1ヶ月以内にロゴの納品を希望するなら販売ロゴマークから探すのが一番いいです。納品までに余裕があるならゼロから作るオーダーロゴでも可能です。

ロゴのクオリティと料金の関係

ロゴのクオリティとは本来、人から評価されるものです。

自分で評価するのであればそれはアートです。ロゴは商業デザインですので人から評価されなくてはいけません。
しかし、ロゴの価格決定には自己評価によるクオリティ面での依存率も高いのが正直なところです。

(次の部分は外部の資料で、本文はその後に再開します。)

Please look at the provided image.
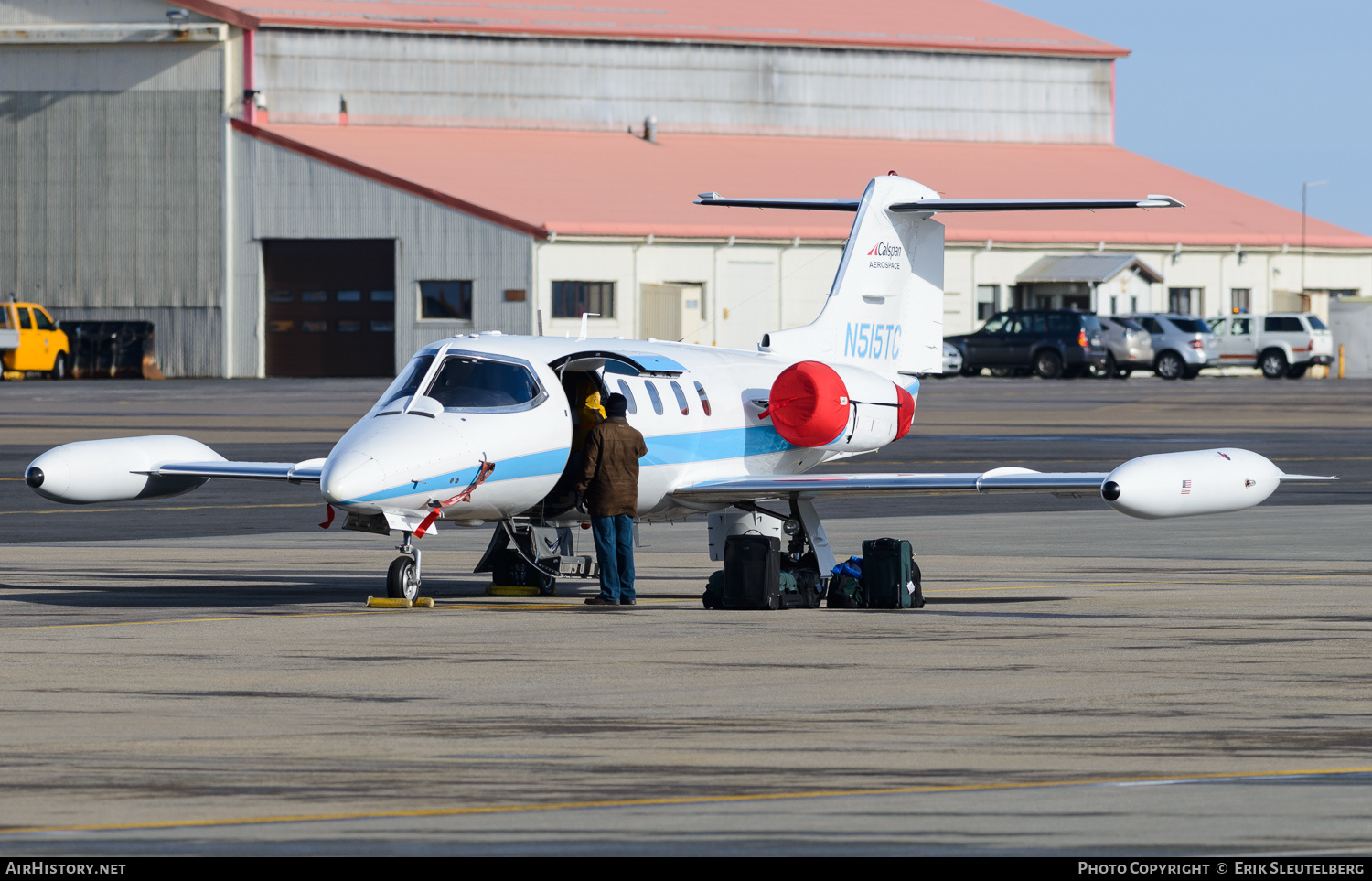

「ロゴのデザインクオリティと料金は基本的に比例する」

例えば様々な賞を取っているデザイナーにロゴを発注する場合と、主婦や学生などアルバイトでデザインしている人に依頼する場合では同じ料金にはならないということです。
賞を取るということは、それなりに人から評価を受けているということです。ロゴの制作実績の一部もこれに当てはまりますが、制作実績の場合は一概にクオリティだけとは言い切れません。

先ほども記載したように、ロゴのクオリティは『デザイナーのセンスとスキル』+『制作にかける時間と労力(コスト)』になります。
そしてロゴの価格決定にはさらにもう一つ「ロゴデザインへの自信」が加わります。

ロゴのデザイン料が高いということは、デザイナーにそれなりの自信があるからこそできる価格決定です。
(ただし自己評価を過大評価したり過小評価しているデザイナーは様々ですが・・)

「センスに自信あり」「スキルに自信あり」「制作にかける時間と労力もおしまない」ならロゴの料金は高くなります。そしてこの項目が減ることでロゴのデザイン料金は安くなります。

センス・スキルに自信があっても、ロゴの制作にかける時間と労力を低く抑えたならロゴのデザイン料金はその分安くなるということです。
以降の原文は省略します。